Softmax (Multi-Class Classification)¶

Multiple possible outputs

	Activation Function	Loss Function
Logistic Regression (Binary Classification)	Logistic Function: $\frac{1}{1+e^{-u}}$	Logistic loss
Multi-Class Logistic Regression (Learn one of many options)	Vector u as input $\sigma_{sm}(\vec{u})_i = \frac{e^{u_i}}{\sum_{j = 1}^{L} e^{u_j}}$	Binary Cross-Entropy (BCE)

Softmax emphasizes relatively larger values

Each element of the softmax is nonnegative
The sum of of all of the elements is 1

Interpret the input the softmax as log probabilities Output of softmax as estimated probabilities

For multi-class classification, we're going to have a multidimensional "ground truth" $y$ that we aspire to. So I'll define something called the "one-hot vector" $\vec{y}^k$ as

$\vec{y}^k_i = \left\{ \begin{array}{cc} 1 & i = k \\ 0 & \text{otherwise} \end{array} \right\} $¶

(this is also referred to as the "standard basis vector" $\vec{e}_i$ in $k$-dimensional Euclidean space)

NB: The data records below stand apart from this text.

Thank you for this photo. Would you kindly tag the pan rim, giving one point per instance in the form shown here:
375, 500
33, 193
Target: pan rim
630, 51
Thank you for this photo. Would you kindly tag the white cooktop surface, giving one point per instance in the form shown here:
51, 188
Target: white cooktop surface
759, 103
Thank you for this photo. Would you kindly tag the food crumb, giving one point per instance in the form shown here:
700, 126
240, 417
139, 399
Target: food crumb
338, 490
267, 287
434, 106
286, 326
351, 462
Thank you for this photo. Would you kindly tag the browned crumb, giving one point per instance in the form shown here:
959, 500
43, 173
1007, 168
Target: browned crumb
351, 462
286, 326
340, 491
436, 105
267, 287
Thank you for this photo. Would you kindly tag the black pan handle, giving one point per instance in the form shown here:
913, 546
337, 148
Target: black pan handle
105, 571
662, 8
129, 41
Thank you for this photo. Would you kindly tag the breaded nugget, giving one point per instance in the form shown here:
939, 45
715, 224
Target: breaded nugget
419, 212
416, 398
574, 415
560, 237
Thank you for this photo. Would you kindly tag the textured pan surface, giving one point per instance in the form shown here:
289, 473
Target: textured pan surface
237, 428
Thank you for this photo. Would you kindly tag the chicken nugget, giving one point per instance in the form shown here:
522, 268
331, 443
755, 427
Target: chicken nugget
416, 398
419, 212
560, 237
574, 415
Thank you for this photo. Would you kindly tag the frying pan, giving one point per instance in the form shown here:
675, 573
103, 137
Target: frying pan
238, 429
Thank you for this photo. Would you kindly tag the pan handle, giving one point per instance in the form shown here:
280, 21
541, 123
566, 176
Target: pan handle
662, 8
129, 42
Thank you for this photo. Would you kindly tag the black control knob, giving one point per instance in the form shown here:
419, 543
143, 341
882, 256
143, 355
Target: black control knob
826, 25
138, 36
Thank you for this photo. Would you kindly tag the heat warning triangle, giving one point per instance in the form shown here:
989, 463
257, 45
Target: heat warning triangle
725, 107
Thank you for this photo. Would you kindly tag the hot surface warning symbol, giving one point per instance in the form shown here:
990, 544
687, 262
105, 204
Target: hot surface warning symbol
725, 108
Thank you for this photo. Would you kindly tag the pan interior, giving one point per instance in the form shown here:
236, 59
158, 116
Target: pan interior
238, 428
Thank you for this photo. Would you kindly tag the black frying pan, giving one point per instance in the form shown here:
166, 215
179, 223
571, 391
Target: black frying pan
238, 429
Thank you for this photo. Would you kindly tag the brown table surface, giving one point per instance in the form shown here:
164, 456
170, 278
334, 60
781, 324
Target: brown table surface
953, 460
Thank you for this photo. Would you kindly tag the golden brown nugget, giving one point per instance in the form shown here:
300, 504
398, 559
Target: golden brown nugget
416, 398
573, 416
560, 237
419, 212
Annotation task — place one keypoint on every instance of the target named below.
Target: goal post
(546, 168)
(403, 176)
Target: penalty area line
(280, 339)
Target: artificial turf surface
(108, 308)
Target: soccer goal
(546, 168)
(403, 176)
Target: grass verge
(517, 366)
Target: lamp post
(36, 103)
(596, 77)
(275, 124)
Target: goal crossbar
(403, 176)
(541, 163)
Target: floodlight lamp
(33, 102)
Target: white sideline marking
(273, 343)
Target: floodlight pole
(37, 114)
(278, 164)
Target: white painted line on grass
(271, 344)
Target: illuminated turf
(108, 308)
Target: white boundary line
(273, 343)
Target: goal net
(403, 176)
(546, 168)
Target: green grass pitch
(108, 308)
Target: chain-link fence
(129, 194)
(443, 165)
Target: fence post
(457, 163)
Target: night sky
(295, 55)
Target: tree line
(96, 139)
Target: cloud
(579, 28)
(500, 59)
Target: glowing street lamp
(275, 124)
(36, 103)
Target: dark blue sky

Ex) $\vec{y}^6 = [0, 0, 0, 0, 0, 0, 1, 0, 0, 0]$

Binary cross-entropy loss between an input $\vec{u}$ to the softmax and a 1-hot vector $y_i^{k}$ is defined as

$BCE(\vec{u}, \vec{y^k}) = -\sum_{i} \vec{y}^k_i \log( \sigma_{sm}(\vec{u})_i )$¶

BCE is 0 if and if only if the outputs of the softmax exactly match the 1-hot vector

Def. Entropy of a probability mass function (PMF) NOTE: A PMF is an array of possible outcomes with the probabilities

Ex) PMF $X = [0:0.2, 1:0.5, 2:0.3]$

$H(X) = \sum_{i} p_i \log_2(1/p_i)$

$H(X) = -\sum_{i} p_i \log_2(p_i)$

Entropy is a measure of the expected number of bits that I should use in an optimal representation of my random variable. Have a look back at Huffman trees from CS 174 for an example of using more bits for less likely things and vice versa.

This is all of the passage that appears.